From memory, the addons I first got were CT RaidAssist (more for the frames than the warnings) and ScrollingCombatText, which were both things sorely lacking (in my opinion) in the default UI. Chromaggus without raid frames = ugh.
I don’t mind their disabling addons that “break” by delimiting a certain amount of player interaction (e.g. Decursive, AVR) as long as fights are designed around being able to make decisions in without those information aids.
Example of Blizzard providing good visual info = bone spikes on Marrowgar
Example of not good visual info = Lady Deathwhisper’s death and decay.
I wouldn’t mind having to reach my own decisions as to not stand in the fire, as long as it’s clear where the fire isn’t.
There are only 3 addons that I use (as an rDPS). Auctioneer (because the default AH leaves more to be desired), Omen, and DBM. I used to be really big on Questhelper, but there isn’t a quest in game that I know of that I haven’t completed, so there’s no more reason for it anymore. If I was a healer though, I’d definitely use some sort of raid frames or something.
I personally don’t like using addons. I feel they are more trouble than they’re worth and I don’t find them to be all that helpful (other than the 4 above). I’ve used the default UI since I started playing in BC. Plus I hate waiting around for everyone to fix their fancy addon-ridden UI’s every patch.

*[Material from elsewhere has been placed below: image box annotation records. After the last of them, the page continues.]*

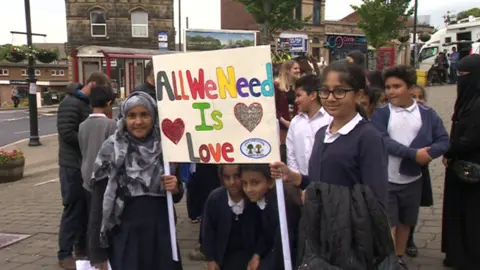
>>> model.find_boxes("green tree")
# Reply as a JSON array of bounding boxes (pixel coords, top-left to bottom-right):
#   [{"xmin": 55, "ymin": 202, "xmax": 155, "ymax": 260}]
[
  {"xmin": 457, "ymin": 8, "xmax": 480, "ymax": 20},
  {"xmin": 235, "ymin": 0, "xmax": 311, "ymax": 44},
  {"xmin": 352, "ymin": 0, "xmax": 413, "ymax": 49}
]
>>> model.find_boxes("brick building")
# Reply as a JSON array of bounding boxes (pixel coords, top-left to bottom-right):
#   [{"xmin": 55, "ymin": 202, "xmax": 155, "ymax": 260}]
[
  {"xmin": 0, "ymin": 43, "xmax": 69, "ymax": 107},
  {"xmin": 65, "ymin": 0, "xmax": 175, "ymax": 93},
  {"xmin": 221, "ymin": 0, "xmax": 326, "ymax": 57}
]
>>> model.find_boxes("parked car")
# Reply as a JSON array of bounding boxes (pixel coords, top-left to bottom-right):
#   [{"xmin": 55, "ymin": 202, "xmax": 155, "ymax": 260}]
[{"xmin": 470, "ymin": 42, "xmax": 480, "ymax": 54}]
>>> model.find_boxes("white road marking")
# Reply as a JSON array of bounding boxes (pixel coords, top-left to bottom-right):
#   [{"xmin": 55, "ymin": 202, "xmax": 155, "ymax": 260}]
[
  {"xmin": 0, "ymin": 133, "xmax": 58, "ymax": 148},
  {"xmin": 13, "ymin": 129, "xmax": 36, "ymax": 135},
  {"xmin": 0, "ymin": 117, "xmax": 28, "ymax": 123},
  {"xmin": 33, "ymin": 178, "xmax": 60, "ymax": 187}
]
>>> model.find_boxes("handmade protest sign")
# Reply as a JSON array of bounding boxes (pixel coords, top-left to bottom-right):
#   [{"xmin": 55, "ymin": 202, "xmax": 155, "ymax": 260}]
[{"xmin": 153, "ymin": 46, "xmax": 280, "ymax": 163}]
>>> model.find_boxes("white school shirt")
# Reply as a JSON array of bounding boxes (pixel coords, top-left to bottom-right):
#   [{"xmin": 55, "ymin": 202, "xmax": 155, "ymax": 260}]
[
  {"xmin": 323, "ymin": 113, "xmax": 363, "ymax": 143},
  {"xmin": 287, "ymin": 107, "xmax": 332, "ymax": 175},
  {"xmin": 387, "ymin": 101, "xmax": 422, "ymax": 184},
  {"xmin": 227, "ymin": 191, "xmax": 245, "ymax": 216}
]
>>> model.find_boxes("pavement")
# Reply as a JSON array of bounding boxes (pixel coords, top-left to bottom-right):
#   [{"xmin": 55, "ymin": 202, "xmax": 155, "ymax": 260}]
[{"xmin": 0, "ymin": 86, "xmax": 456, "ymax": 270}]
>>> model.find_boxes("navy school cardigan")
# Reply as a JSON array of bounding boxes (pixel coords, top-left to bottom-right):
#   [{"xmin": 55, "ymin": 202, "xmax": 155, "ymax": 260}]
[
  {"xmin": 371, "ymin": 104, "xmax": 449, "ymax": 176},
  {"xmin": 201, "ymin": 186, "xmax": 264, "ymax": 265},
  {"xmin": 300, "ymin": 119, "xmax": 388, "ymax": 207}
]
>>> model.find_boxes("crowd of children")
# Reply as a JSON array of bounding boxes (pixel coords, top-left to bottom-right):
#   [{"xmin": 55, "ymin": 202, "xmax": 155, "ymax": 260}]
[
  {"xmin": 189, "ymin": 61, "xmax": 448, "ymax": 270},
  {"xmin": 67, "ymin": 51, "xmax": 449, "ymax": 270}
]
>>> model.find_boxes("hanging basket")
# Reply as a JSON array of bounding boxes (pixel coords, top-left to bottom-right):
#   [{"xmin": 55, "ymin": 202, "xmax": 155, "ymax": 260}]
[
  {"xmin": 419, "ymin": 33, "xmax": 432, "ymax": 42},
  {"xmin": 398, "ymin": 36, "xmax": 410, "ymax": 43},
  {"xmin": 0, "ymin": 45, "xmax": 8, "ymax": 61},
  {"xmin": 5, "ymin": 48, "xmax": 27, "ymax": 63},
  {"xmin": 34, "ymin": 49, "xmax": 59, "ymax": 64}
]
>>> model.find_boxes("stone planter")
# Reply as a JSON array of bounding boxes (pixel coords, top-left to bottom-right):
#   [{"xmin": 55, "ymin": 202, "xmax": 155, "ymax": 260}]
[{"xmin": 0, "ymin": 158, "xmax": 25, "ymax": 183}]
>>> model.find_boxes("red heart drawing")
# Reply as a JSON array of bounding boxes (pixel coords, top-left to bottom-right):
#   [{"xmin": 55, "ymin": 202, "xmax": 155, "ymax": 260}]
[{"xmin": 162, "ymin": 118, "xmax": 185, "ymax": 144}]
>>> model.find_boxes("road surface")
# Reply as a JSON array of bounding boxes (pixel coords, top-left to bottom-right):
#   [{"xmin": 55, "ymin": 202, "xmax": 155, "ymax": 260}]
[{"xmin": 0, "ymin": 109, "xmax": 118, "ymax": 147}]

I’m not saying it’s bad that people use addons. Some can be really helpful. However, I don’t like that they give bad players a crutch to stand on, nor do I like that they make it so that new players never REALLY learn how to play. I remember the first day that Koralon when live and DBM hadn’t been updated yet. I made a 25 man pug for VoA and we kept wiping over and over again on a boss that shouldn’t have been that difficult. I then noticed that people were dropping like flies from standing in the fire and every single persons excuse was that they didn’t notice the fire. Seriously? It’s a giant patch of flame that ticks your health away really quickly. What’s not to notice? Since then, DBM screams at you about burning to death. It’s great that it does that, but if you’re too oblivious to notice that you’re standing in fire without DBM, I seriously question your competence.
And don’t even get me started on AVR. I never used it and I’m glad I didn’t. Some of the people in our 10 man did and they said it made the fights a LOT easier. However, when AVR was finally disabled by Blizz, they were seriously handicapped, especially in the Plaugeworks and on LK. People say that seeing all those circles and whatnot help you learn the ranges of attacks and where not to stand. But you’re not really learning those things. You’re just learning not to stand in that circle AVR creates. With those circles gone, once again, you’re in the dark because you never really learned the fight the way it was meant to be.